If $M$ is an $R$-module over an integral domain $R$, then must it be true that $M\cong \mathrm{Tor}(M) \oplus M/\mathrm{Tor}(M)$?
I am interested in the case where $M$ has finite rank $n$, if that simplifies things. $M$ having rank $n$ means that $M$ has a maximal $R$-linearly independent set of size $n$.
This answer gives some explicit examples, illustrating the claims in the comment by egreg.
(1) First, a finitely generated example.
Let $R=k[x,y]$ for a field $k$. Let $N$ be the submodule of $R^2$ generated by $(y,-x)$, and let $N'$ be the submodule generated by $(xy,-x^2)$ and $(y^2,-xy)$.
Then $N$ is the kernel of the map $R^2\to R$ given by $(r,s)\mapsto rx+sy$, and so $R^2/N$ is torsion free.
Let $M=R^2/N'$. Then $M$ has a one-dimensional torsion submodule $N/N'$ generated by $(y,-x)$, with torsion free quotient $R^2/N$. But the inclusion $N/N'\to R^2/N'$ doesn't split , as all maps $R^2\to N/N'$ send $(y,-x)$ to zero.

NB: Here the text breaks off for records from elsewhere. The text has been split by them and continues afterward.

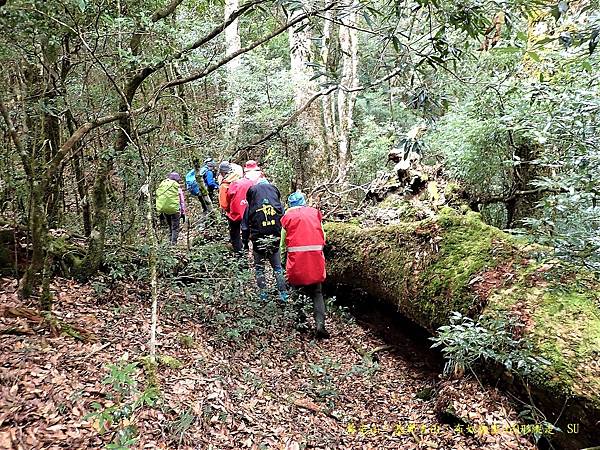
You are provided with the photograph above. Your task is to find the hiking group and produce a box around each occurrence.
[156,158,329,339]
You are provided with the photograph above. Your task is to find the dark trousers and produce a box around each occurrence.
[252,250,287,292]
[165,213,181,245]
[293,283,325,330]
[227,217,242,253]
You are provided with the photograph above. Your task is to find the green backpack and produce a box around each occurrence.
[156,180,179,214]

(2) Second, an infinitely generated example over a PID (in fact, over $\mathbb{Z}$). I think the best known example is $\prod_p\mathbb{Z}/p\mathbb{Z}$, where the product is over all primes, but this doesn't have finite rank.
There's a finite rank example that I found in Fuchs books on Infinite Abelian Groups:
Let $P=\prod_{n\geq1}\mathbb{Z}/4^n\mathbb{Z}$, the group of sequences whose $n$th term is from $\mathbb{Z}/4^n\mathbb{Z}$, let $A$ be the subgroup $\bigoplus_{n\geq 1}\mathbb{Z}/4^n\mathbb{Z}$ of finite sequences, and let $G$ be the subgroup of $P$ generated by $A$ and the sequences $$b_i=(0,\dots,0,1,2,2^2,2^3,\dots),$$ with the term $1$ in the $i$th position.
Then $A$ is clearly contained in the torsion subgroup of $G$, and the quotient $G/A$ is generated by the $b_i$, which (modulo $A$) have infinite order and satisfy the relations $2b_{i+1}=b_i$. So $G/A\cong\mathbb{Z}[\frac{1}{2}]$ is the torsion free quotient of $G$.
However, the map $G\to G/A$ can't split, since $G$ has no elements divisible by $2^n$ for all $n$.